Par Mamadou Oury Diallo

Le coup de sifflet final vient de retentir. Les deux bras levés vers le ciel, le visage submergé par l’émotion et la fierté, Nwankwo Kanu exulte. L’élégant milieu de terrain, aux jambes interminables, est aussitôt assailli par ses coéquipiers, sursautant et célébrant ce qui constitue LE véritable premier moment de gloire du football africain sur la scène internationale.

Le Nigeria venait de remporter le titre de champion olympique devant l’Argentine (3-2), au terme d’un scénario renversant, sous les yeux de près de 90.000 spectateurs au Sanford Stadium d’Athens. La consécration au bout d’un parcours admirable, ayant résisté à toutes les adversités à force de talents, d’abnégation et d’état d’esprit conquérant.

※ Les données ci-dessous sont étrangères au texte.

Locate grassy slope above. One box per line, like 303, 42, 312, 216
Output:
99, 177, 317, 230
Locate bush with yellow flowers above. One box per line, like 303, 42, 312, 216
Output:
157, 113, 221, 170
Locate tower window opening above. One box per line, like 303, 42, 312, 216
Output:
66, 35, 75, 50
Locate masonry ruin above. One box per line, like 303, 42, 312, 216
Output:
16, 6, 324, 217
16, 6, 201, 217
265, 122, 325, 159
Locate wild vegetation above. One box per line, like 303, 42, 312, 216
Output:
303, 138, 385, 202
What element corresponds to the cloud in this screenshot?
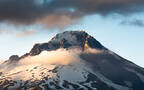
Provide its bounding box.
[16,30,36,37]
[120,19,144,27]
[0,0,144,28]
[0,58,4,64]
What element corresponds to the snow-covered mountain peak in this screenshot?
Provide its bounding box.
[30,31,105,56]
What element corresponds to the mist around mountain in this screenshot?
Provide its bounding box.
[0,31,144,90]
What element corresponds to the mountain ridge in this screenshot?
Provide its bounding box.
[0,31,144,90]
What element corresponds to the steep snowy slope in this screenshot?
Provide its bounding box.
[0,31,144,90]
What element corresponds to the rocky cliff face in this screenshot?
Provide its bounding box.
[30,31,105,56]
[0,31,144,90]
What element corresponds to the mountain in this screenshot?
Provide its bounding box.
[0,31,144,90]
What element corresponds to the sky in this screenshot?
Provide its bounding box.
[0,0,144,67]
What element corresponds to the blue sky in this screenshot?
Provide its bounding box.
[0,13,144,67]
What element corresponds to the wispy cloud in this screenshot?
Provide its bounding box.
[0,0,144,28]
[121,19,144,27]
[15,30,36,37]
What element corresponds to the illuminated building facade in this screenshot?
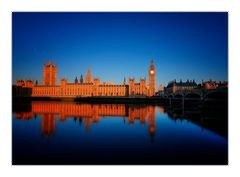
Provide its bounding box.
[16,60,156,97]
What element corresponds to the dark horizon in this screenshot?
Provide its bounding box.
[12,12,228,86]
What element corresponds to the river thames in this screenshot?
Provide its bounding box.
[12,101,228,165]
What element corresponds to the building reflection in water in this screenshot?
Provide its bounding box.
[15,102,159,139]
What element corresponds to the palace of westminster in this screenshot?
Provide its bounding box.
[15,60,156,97]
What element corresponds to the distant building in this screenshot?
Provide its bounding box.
[202,80,228,90]
[165,80,198,94]
[43,59,57,86]
[16,60,156,97]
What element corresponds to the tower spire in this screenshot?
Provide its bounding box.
[86,66,92,83]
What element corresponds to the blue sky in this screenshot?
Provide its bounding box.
[12,12,228,85]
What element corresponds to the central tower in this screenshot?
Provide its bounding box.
[86,67,92,83]
[148,60,156,96]
[43,59,57,86]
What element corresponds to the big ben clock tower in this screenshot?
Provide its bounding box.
[149,60,156,96]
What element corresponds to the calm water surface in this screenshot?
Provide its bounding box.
[12,102,228,164]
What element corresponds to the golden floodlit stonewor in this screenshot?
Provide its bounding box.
[16,60,156,97]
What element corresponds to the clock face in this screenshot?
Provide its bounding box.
[150,70,154,74]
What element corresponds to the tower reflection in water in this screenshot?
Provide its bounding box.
[15,102,158,137]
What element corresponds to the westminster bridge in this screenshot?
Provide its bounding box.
[164,88,228,101]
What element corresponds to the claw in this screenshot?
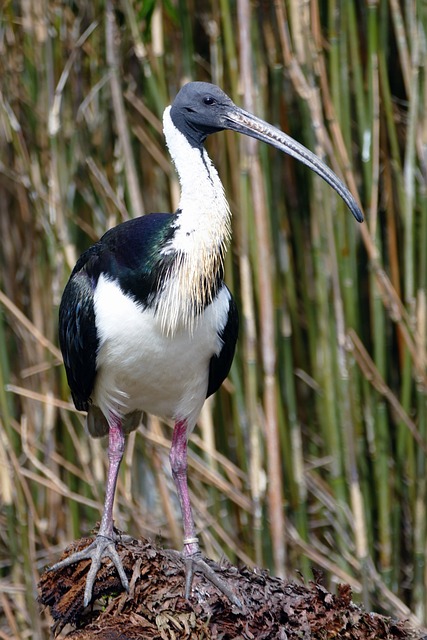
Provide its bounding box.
[49,534,129,607]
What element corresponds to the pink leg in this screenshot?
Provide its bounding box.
[50,414,129,607]
[169,420,199,556]
[98,414,125,538]
[169,420,242,609]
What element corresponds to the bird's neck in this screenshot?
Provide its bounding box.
[161,109,230,332]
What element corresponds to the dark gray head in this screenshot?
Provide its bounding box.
[170,82,363,222]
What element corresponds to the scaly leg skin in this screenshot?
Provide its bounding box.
[50,415,129,607]
[169,420,243,609]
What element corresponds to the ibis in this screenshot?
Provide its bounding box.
[50,82,363,606]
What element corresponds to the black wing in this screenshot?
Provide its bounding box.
[206,292,239,398]
[59,250,99,411]
[59,213,174,411]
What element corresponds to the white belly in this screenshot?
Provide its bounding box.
[92,276,230,428]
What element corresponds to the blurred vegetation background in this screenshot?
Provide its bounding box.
[0,0,427,638]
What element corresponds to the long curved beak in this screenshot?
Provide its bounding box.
[222,105,363,222]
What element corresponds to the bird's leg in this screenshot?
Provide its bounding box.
[169,420,242,608]
[50,414,129,607]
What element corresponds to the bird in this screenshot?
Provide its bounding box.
[50,82,363,606]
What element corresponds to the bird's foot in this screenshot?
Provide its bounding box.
[49,534,129,607]
[180,538,243,609]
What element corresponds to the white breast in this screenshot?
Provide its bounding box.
[92,276,230,429]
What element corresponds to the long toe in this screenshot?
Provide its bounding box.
[184,553,243,609]
[49,535,129,607]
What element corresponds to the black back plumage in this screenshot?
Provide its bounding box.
[59,213,238,411]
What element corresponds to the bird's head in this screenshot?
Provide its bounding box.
[170,82,363,222]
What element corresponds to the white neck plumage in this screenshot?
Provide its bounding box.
[157,107,231,335]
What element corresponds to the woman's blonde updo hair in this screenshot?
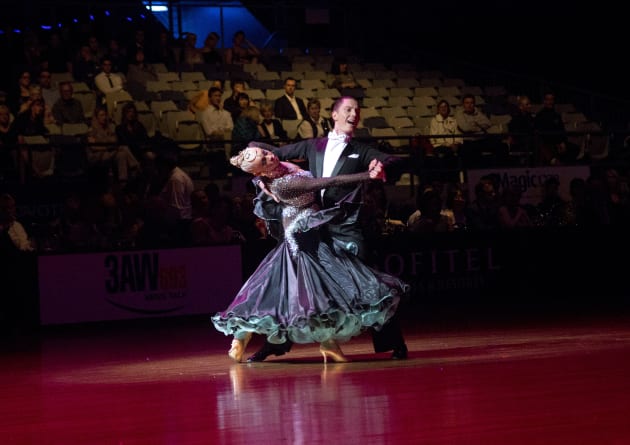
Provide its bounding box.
[230,147,258,173]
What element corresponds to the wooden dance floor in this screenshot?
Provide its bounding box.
[0,311,630,445]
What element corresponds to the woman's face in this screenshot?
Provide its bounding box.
[96,110,107,125]
[244,147,280,175]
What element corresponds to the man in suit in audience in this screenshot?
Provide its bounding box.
[273,77,308,120]
[247,96,407,362]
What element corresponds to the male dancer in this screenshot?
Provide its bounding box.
[247,96,407,362]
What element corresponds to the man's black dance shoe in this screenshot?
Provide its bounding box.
[247,343,287,363]
[392,344,407,360]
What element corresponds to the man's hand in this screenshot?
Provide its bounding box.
[368,159,386,182]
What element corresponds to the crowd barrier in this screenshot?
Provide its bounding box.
[24,228,630,324]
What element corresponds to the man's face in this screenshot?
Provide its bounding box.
[308,105,320,122]
[210,91,222,108]
[284,80,297,96]
[462,97,475,114]
[331,99,361,134]
[39,71,51,88]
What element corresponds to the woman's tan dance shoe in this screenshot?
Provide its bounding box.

Nigeria, Jeux Olympiques 1996 Atlanta
© Iconsport

Privé de la CAN 1996

Pourtant, c’était loin d’être gagné. Car les Super Eagles ont débarqué aux Etats-Unis dans un contexte extra-sportif pesant. Quelques mois plus tôt, l’équipe nationale avait été privée de la CAN 1996 en Afrique du Sud par la junte au pouvoir, offusquée par l’embargo pétrolier actionné par Nelson Mandela suite à l’exécution de plusieurs opposants politiques à Lagos.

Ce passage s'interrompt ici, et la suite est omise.